I would find out soon enough that his eyes were not all my son had inherited from Sephiroth. His hair was dark when he was born, but that did not last long. When he was a few weeks old it began to fall out. When it came back in, it could not have been more different. It was so light as to be white.
When he was five, he met a young boy named Sora, who was then only four. They were best friends in almost no time. Sora was sweet, and carefree, a good match for my son, who was always too serious, even at such a tender age. Sora adored me as well. I like to think he looked up to me as a second mother. I certainly considered him my second son.
Time passed. Riku grew unbelievably strong for one so young, became like a leader among the children of the island. And he began to wish for adventure. He wanted to see other places, other "worlds," he called them. He wanted more.

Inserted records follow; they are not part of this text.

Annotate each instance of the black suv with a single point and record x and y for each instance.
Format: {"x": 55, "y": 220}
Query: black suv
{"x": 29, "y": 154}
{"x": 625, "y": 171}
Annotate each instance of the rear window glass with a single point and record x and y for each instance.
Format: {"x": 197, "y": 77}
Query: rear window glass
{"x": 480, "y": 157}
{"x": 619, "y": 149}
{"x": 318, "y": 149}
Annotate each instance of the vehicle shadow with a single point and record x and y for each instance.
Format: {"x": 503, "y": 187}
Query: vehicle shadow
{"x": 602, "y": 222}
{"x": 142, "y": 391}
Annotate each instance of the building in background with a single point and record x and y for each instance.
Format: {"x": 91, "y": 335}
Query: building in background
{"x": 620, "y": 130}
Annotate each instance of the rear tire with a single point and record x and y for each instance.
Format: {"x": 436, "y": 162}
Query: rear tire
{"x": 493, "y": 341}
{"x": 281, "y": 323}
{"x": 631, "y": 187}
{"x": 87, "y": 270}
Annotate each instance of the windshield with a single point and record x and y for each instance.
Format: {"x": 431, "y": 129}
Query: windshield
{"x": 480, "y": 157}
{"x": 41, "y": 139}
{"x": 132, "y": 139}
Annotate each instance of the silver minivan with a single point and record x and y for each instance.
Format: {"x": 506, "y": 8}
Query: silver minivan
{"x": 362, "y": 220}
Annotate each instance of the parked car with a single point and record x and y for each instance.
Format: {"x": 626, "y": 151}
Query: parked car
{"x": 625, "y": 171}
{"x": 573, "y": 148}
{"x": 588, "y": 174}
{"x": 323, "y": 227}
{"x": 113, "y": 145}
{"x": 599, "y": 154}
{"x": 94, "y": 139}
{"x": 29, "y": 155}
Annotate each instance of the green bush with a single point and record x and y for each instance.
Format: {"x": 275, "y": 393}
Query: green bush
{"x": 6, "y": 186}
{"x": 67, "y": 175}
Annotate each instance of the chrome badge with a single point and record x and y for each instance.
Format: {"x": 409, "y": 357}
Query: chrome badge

And so here I am, alone, on the beach, my world falling apart around me, both literally and figuratively. I've had him by my side for fifteen years, and maybe that's as long as I can expect for someone like him. It doesn't really make it any easier. But I take comfort in knowing that he'll come back to me. Just like his father, he has to come back to me. That is my last thought before the ground begins to tremble even more violently, and I look up to see pieces of the land falling away into nothing as if…as if there is a great void beneath us. I should be afraid, but somehow I know this is not the end. I look up to where Riku disappeared, and I see a horrible, black creature, and…Sora?...wielding a blade of some sort against it. I smile. Sora, little carefree Sora… Then darkness takes me, and I know no more.